Pourtant, les tentatives de leadership économique de la France au sein de l’UE ne se sont pas traduites par une tentative plus large de devenir le garant de la sécurité et le bâtisseur de consensus de l’Europe. « Personne n’a remplacé Angela Merkel à la table du Conseil », a fait valoir un diplomate d’Europe de l’Est lorsqu’on lui a demandé qui « dirigeait » actuellement l’UE. M. Hollande et plusieurs diplomates ont déploré la détérioration des liens franco-allemands sous la présidence de M. Macron, estimant qu’elle sapait la cohérence du bloc et tout espoir d’une approche plus intégrée de la défense.
À l’approche du premier anniversaire de la guerre en Ukraine, M. Macron s’est orienté vers un soutien beaucoup plus massif à Kiev.

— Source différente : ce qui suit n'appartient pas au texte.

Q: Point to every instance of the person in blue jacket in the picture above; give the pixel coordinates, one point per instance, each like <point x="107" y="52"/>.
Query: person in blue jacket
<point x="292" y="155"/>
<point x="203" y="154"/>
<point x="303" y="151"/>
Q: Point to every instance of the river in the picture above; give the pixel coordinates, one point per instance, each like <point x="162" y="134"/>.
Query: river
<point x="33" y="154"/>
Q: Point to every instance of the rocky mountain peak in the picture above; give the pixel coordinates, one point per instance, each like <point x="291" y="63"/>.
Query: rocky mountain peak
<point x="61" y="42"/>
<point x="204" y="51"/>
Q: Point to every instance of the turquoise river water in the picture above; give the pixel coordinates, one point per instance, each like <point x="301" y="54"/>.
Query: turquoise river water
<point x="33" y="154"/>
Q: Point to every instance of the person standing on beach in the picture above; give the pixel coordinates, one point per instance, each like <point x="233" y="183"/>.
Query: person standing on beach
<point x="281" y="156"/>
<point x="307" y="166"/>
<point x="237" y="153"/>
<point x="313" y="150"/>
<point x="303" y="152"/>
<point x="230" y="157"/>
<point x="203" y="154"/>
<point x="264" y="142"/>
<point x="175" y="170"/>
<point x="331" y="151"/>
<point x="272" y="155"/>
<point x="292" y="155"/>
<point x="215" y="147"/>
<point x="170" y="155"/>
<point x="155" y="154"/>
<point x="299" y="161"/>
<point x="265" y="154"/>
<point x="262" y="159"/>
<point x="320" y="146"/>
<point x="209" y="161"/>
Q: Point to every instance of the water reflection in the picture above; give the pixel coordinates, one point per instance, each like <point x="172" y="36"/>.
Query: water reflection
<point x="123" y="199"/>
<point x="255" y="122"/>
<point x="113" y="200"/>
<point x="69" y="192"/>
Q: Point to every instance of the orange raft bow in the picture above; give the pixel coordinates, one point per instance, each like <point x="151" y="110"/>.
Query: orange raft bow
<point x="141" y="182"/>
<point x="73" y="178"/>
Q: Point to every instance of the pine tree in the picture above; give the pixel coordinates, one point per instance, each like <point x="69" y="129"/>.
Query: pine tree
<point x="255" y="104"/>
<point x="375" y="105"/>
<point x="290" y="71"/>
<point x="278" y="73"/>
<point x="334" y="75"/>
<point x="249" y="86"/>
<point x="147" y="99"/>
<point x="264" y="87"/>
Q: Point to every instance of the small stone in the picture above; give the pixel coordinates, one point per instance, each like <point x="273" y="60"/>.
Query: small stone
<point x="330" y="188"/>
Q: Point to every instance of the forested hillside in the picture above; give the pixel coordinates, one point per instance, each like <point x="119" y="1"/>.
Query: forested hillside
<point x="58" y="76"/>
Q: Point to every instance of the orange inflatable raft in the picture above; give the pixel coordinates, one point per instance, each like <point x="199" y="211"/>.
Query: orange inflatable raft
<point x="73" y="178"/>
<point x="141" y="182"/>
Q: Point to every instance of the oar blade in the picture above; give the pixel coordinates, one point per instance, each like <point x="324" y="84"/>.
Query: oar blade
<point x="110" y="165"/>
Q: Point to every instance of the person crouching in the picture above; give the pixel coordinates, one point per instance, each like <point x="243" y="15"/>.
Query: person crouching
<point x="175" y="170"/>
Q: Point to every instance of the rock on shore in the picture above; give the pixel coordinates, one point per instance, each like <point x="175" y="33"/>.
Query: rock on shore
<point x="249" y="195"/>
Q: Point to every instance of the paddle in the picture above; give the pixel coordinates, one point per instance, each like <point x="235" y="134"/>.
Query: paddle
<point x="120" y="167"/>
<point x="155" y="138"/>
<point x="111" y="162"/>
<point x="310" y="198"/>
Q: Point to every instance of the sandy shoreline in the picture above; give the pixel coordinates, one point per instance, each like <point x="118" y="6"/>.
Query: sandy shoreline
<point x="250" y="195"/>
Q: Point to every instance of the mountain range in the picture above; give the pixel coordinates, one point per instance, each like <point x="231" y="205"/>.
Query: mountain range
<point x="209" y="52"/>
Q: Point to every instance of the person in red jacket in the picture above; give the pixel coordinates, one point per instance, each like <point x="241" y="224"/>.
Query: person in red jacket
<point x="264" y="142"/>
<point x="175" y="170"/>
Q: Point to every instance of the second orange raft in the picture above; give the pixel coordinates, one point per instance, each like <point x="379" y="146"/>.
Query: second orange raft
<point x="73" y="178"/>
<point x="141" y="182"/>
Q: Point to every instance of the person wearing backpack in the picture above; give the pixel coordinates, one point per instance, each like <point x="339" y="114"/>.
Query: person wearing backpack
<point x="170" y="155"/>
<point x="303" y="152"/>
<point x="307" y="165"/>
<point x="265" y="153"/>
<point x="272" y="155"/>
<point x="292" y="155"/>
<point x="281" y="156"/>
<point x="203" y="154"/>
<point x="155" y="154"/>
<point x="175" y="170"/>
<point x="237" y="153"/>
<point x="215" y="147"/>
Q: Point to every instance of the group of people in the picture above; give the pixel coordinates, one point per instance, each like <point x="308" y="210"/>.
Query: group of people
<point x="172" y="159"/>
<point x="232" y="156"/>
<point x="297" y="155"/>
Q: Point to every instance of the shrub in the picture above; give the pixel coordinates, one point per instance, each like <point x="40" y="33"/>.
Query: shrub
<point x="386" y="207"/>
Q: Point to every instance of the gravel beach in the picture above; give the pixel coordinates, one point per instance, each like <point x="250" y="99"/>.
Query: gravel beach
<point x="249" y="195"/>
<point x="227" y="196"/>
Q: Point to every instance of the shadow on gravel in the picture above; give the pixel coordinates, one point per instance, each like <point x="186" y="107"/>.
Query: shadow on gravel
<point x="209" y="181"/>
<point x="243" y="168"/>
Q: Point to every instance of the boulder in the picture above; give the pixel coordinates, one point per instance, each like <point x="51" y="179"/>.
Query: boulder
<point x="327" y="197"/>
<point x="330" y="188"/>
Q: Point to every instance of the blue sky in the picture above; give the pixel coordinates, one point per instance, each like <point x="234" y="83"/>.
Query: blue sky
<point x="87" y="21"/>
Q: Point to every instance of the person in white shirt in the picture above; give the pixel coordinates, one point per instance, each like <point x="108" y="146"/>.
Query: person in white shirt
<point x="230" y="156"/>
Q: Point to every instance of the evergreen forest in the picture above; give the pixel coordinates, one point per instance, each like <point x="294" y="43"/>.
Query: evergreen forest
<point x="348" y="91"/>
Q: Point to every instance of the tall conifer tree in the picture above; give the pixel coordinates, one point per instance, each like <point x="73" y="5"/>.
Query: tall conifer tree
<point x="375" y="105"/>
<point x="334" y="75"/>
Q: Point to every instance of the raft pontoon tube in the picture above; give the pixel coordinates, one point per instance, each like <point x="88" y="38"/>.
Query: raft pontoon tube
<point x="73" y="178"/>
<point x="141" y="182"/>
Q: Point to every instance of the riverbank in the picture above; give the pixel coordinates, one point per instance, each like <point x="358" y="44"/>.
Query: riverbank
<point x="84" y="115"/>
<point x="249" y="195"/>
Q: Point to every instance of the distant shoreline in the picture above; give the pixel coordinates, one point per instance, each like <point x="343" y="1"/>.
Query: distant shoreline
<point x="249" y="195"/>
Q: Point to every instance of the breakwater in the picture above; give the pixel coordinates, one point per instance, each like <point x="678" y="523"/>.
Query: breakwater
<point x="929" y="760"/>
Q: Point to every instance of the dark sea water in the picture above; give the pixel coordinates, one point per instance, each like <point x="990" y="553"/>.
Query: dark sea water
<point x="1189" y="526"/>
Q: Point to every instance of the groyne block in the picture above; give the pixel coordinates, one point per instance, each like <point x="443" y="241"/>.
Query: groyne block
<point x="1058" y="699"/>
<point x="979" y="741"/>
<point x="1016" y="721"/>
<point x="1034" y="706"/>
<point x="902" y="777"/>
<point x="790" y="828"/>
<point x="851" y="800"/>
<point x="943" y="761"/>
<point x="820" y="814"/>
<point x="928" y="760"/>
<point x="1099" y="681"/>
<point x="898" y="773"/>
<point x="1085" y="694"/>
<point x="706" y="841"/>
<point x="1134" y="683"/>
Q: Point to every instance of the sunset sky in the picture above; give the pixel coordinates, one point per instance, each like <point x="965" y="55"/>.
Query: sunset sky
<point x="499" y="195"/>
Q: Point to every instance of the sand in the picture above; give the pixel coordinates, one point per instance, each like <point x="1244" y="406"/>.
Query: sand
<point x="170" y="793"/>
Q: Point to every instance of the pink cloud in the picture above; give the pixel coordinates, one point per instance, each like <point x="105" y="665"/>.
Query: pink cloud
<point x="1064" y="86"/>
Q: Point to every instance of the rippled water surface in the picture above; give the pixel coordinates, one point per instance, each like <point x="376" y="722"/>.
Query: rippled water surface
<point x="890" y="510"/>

Dans son discours de nouvel an aux Français, il a promis aux Ukrainiens de « vous aider jusqu’à la victoire » – faisant ainsi le changement rhétorique de « la Russie ne peut pas gagner la guerre ». Il a laissé une porte ouverte à la formation des pilotes ukrainiens sur les avions de chasse occidentaux et a apporté une contribution importante au système de défense antimissile MAMBA. « Vers la victoire, vers la paix, vers l’Europe », a-t-il tweeté lors de la visite de Zelenskyy à Paris.
Pourtant, la France reste également l’un des pays les plus sceptiques de l’UE lorsqu’il s’agit d’accepter l’Ukraine dans le bloc, et sa contribution globale fait toujours pâle figure par rapport à d’autres pays.
Macron a encore trois ans de mandat, ce qui lui laisse tout le temps d’insister sur son nouvel intérêt pour la « victoire » ukrainienne.
Mais avec les manifestations de rue contre les réformes prévues des retraites qui pèsent désormais sur sa présidence, l’occasion en or s’éloigne.